谷崎潤一郎『少年』あらすじ

泥棒ごっこ

さて泥棒ごっこが始まりました。

栄ちゃんは信一と巡査になって泥棒の仙吉を追い掛け回します。

年上の仙吉はなかなかつかまりません。

二人はやっと高いところに登っている仙吉を見つけます。

信一が竹竿で仙吉をつっつくと、仙吉は「あいた、あいた」と言いながら降りてきました。

その後、信一と仙吉は尋問ごっこを始めます。

そして最後に拷問ごっことなります。

「まだ其の外にも人を殺したろう。よし、よし、云わないな。云わなければ拷問にかけてやる」

「もう此れだけでございますから、堪忍しておくんなさい」

信一は、手を合わせて拝むようにするのを耳にもかけず、素早く仙吉の締めて居る薄穢い浅黄の唐縮緬の兵児帯を解いて後手に縛り上げた上、其のあまりで両脚の踝くるぶしまで器用に括った。

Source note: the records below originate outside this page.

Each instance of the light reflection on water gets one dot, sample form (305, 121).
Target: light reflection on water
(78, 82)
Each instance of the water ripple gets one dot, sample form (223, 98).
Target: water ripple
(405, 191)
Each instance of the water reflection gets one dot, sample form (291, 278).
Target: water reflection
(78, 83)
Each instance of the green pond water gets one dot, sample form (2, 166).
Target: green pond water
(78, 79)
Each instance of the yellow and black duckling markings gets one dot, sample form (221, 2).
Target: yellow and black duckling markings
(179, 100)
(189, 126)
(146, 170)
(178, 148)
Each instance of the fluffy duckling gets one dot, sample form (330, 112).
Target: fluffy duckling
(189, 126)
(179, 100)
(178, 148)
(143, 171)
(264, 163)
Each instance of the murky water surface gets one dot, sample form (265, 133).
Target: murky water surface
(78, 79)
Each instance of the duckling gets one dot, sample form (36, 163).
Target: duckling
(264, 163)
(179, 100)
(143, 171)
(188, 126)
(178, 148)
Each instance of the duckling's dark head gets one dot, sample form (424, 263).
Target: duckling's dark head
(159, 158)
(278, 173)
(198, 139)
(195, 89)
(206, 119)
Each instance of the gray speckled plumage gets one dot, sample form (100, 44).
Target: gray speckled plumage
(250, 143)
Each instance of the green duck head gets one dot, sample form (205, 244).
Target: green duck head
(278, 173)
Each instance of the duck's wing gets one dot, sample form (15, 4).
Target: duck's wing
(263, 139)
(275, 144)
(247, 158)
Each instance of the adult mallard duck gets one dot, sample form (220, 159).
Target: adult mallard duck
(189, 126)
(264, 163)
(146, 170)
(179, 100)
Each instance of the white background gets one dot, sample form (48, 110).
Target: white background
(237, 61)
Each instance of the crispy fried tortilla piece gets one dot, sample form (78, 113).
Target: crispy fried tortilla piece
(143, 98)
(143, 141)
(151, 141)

それから仙吉の髪の毛を引っ張ったり、頬ぺたを摘まみ上げたり、眼瞼まぶたの裏の紅い処をひっくりかえして白眼を出させたり、耳朶みゝたぶや唇の端を掴んで振って見たり、芝居の子役か雛妓おしゃくの手のようなきゃしゃな青白い指先が狡猾に働いて、肌理きめの粗い黒く醜く肥えた仙吉の顔の筋肉は、ゴムのように面白く伸びたり縮んだりした。

それにあきると、信一は今度は「お前は罪人だから刺青してやる!」と言い出し、仙吉の額に木炭で絵を描きます。

栄ちゃんはガキ大将の仙吉が信一にいじめられている様子を間のあたりにします。